The governor made Medicaid expansion a top policy priority during her 2018 campaign and expressed confidence the reform would take root this year in the Capitol.
A coalition of Democrats and moderate Republicans in 2019 secured passage of the House bill expanding Medicaid, which was modeled on a plan that cleared the Legislature in 2017 and vetoed by Brownback. When the 2019 House bill reached the Senate, Denning and other GOP members refused to bring it to a vote. Instead, the Senate majority leader vowed to work on a Republican version of expansion and facilitate a vote by the Senate in the legislative session starting Monday.
More than 200 legislators, state officials, activists, lobbyists and medical professionals packed the second floor of the Statehouse and cheered announcement of a compromise by Denning and Kelly.
“We’re happy,” said Mike Oxford, a disabled activist from Douglas County. “We’re here to celebrate a moment of progress.

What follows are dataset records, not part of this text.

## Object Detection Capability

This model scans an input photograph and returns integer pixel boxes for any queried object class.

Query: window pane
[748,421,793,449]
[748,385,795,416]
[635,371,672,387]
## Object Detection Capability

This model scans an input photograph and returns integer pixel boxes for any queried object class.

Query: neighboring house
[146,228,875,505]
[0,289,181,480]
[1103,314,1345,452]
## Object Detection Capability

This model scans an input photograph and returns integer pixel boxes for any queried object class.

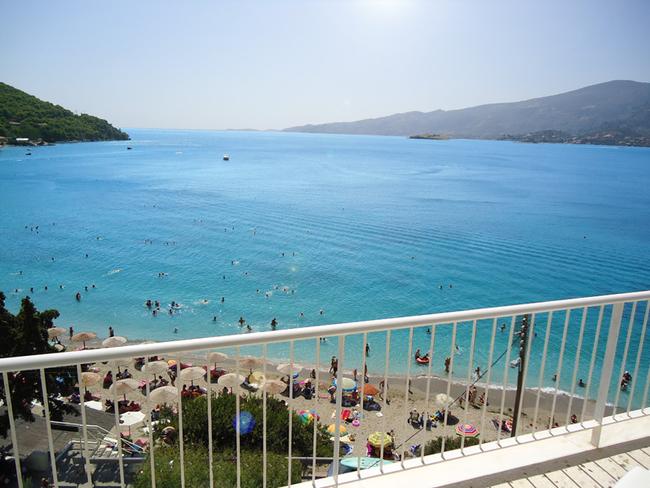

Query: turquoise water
[0,130,650,408]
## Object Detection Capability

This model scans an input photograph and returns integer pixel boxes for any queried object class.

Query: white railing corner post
[585,302,624,447]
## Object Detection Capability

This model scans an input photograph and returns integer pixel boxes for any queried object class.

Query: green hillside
[0,82,129,144]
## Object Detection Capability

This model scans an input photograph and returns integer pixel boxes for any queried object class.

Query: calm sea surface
[0,130,650,402]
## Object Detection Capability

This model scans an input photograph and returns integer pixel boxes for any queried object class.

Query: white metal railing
[0,291,650,487]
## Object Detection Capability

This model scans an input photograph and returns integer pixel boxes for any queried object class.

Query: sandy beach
[68,334,593,464]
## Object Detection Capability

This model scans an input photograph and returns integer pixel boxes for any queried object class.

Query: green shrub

We look forward to seeing a good, clean bill get passed into law.”
Political feuding in Kansas on Medicaid expansion has simmered since the Brownback administration. The former GOP governor aggressively opposed Kansas investment in Medicaid expansion under the Affordable Care Act signed by Obama.
April Holman, executive director of Alliance for a Healthy Kansas, said the legislation aimed at increasing access to health care was the result of work by legislators, business leaders, providers of health care and political activists.
“While this proposal includes some elements that may affect affordability, it is a strong plan for closing the health care coverage gap that can gain support on both sides of the aisle,” Holman said.
Tom Bell, president and chief executive officer of the Kansas Hospital Association, said a key element of the pact submitted to the Legislature was a requirement Kansas seek federal permission for a “reinsurance” program, or subsidy, for people in Kansas struggling to pay for insurance through the private marketplace. The proposal calls for Kansas to invest $35 million annually from a statewide hospital fee in the reinsurance portfolio.
“This agreement is clearly the most significant progress we have seen in the Medicaid expansion debate in Kansas,” said Bell, who works on behalf of 123 community hospitals in Kansas. “It represents real compromise and is undoubtedly the best, and maybe the only, way to get this through the Legislature.”
The proposal from Kelly and Denning would create an advisory committee at the Kansas Department of Health and Environment to support rural hospitals as they assess alternative delivery models and strategic partnerships. KDHE would work with a collection of health organizations to measure and report on levels of uncompensated care incurred by Kansas hospitals.